With metal cases and backs, Apple's iOS devices don't play nicely with wireless chargers. Enter Qualcomm: Its WiPower tech now works through metal to recharge batteries.
Written by Kevin Tofel, Contributor

Apple's iPhones and iPads are generally great at what they do but they can't do everything that competing devices can. One of those things is use a wireless charging pad, eliminating the need to plug in a cable to top off the battery.

It could be that Apple simply isn't interested in adding the feature, although it do with the Apple Watch. Even if Apple wanted to, however, it faces a challenge. Up to now, wireless charging hasn't worked though metal and Apple devices have aluminum backs.

Qualcomm has an answer to that challenge though: The chip company announced its WiPower technology that wirelessly charges a battery even if the phone or tablet has a metal back.

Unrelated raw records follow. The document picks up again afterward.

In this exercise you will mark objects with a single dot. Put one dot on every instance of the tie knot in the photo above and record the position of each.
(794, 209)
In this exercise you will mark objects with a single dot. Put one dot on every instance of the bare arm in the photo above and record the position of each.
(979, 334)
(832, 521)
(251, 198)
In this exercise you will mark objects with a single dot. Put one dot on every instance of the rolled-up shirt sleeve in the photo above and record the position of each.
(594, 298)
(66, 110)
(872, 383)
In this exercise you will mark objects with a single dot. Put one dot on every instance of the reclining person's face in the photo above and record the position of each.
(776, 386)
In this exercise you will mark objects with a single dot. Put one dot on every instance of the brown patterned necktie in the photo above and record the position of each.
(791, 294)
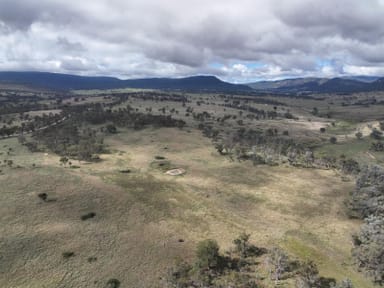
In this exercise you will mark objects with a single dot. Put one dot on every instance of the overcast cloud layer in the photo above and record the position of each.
(238, 41)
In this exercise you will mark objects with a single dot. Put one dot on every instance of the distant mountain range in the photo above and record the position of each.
(321, 85)
(66, 82)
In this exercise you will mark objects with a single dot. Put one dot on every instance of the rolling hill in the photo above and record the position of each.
(320, 85)
(55, 81)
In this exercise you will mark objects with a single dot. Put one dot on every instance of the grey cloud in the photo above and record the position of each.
(65, 44)
(171, 38)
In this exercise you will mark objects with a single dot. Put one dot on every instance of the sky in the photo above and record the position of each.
(238, 41)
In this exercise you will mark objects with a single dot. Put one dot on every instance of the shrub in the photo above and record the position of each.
(68, 254)
(88, 216)
(112, 283)
(207, 253)
(43, 196)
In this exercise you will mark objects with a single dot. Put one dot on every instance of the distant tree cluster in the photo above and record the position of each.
(236, 268)
(367, 202)
(67, 139)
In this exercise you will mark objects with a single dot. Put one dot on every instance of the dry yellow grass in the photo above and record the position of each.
(141, 215)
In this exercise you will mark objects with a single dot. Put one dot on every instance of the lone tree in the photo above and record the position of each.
(359, 135)
(333, 140)
(242, 244)
(207, 253)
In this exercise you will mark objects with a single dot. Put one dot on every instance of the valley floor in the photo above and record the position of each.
(146, 220)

"WiPower has added the ability to have the device itself made of metal. This advancement maintains WiPower's existing ability to charge devices requiring up to 22 watts today, at speeds equal to or faster when compared to other wireless charging technologies."

Aside from the ability the charge through metal, WiPower charging pads can supply energy to multiple devices at one time.

In theory then, you could charge both a WiPower-enabled iPad and iPhone at the same time. The solution can also use a Bluetooth Smart connection to determine the proper charging requirements for devices.

While that all sounds great, there's one downside: WiPower is based on the Rezence standard, whic uses different technology than the more commonly used Qi standard. Indeed, the Apple Watch uses the latter.

That does't preclude Apple from moving forward with Qualcomm's wireless charging solution -- or designing one of its own, of course -- but it could bring some consumer confusion and incompatibilities between charging pads.

Then again, its not likely that most iPhone or iPad owners have a Qi charger to begin with, save for the one included with the Apple Watch. And that one wouldn't provide enough power to quickly charge a larger mobile device.